Tuesday, June 17, 2008

prelude to Carmel

Here I sit at a corner cafe in San Jose. To my right at oh, 2 o'clock is a Chevron station; at 8 is a vast expanse of parking lot. Cars rush down the street just past both landmarks. Everyone here is either in a hurry to get somewhere or moving extraordinarily slow: oblivious to those who might be trapped behind them. Everyone here drives foolish cars, those type that are so unnecessary for the climate, altitude and terrain. All the men have goatees and beer bellies and look as though they might be harboring tobacco in their cheeks.
I find it hard to get out here. Where to go? Everywhere is sidewalk and strip malls intersected by roads with fast moving cars.

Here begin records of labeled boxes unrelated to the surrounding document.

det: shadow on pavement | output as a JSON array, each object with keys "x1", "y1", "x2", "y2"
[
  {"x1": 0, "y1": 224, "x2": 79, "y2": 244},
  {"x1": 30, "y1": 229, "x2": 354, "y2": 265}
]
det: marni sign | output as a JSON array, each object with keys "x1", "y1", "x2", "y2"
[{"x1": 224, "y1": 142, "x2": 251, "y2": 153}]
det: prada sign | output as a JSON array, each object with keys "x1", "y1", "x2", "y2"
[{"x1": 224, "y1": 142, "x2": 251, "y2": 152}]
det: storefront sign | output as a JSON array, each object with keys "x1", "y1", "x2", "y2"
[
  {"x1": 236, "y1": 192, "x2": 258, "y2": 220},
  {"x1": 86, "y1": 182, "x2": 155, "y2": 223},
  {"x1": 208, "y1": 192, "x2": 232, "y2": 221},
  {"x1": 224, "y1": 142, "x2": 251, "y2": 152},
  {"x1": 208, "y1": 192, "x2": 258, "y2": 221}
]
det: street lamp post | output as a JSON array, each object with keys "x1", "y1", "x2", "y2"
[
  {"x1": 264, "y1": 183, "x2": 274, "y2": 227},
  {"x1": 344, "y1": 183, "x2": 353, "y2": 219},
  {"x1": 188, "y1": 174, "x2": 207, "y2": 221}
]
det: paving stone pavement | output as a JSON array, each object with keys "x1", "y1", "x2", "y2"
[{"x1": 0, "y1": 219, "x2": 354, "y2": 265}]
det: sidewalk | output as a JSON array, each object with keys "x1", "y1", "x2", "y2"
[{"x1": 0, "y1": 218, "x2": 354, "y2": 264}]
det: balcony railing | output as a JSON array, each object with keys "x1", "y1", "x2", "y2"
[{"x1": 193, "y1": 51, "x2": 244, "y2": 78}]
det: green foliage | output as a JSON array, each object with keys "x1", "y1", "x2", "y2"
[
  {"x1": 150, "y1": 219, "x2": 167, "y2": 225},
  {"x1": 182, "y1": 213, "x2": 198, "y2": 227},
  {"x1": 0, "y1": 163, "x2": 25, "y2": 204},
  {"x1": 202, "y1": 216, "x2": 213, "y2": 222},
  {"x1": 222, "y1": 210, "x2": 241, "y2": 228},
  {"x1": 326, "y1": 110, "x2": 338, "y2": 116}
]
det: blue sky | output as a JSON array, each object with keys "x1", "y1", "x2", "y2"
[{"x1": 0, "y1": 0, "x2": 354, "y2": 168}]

I pretend I'm abroad on vacation. I listen to the siren wail and interpret it to sound like a European wail. Instead of the irritating RAIL RAIL RAIL, it's EEEAAW EEEAAW EEEAAW! and somehow that's better. I look past the concrete buildings to the foothills and imagine them sudded with vineyards and villas instead of multimillion dollar mansions.
My brother knows people who take crystal methamphetamine. I mean they smoke it. I wonder how they live with themselves knowing they smoke crystal meth. How they can sleep soundly or look at themselves in the mirror: "Everything's OK," they tell themselves and they believe it.
I took my father and brother out to lunch on father's day. I sat next to dad and noticed he kept his distance. Couldn't hardly look at me. Suddenly I worried that I smelled bad.
I want to go to the mountains and do a lot of drugs. Like the Indians do at religious ceremonies. I'm of the impression that drugs are the only true religion. Everything is exposed to you without ego. The futility of logos, the silliness of society and politics - what's really important. It gets your mind straight, you know. It's like you're really living your life then.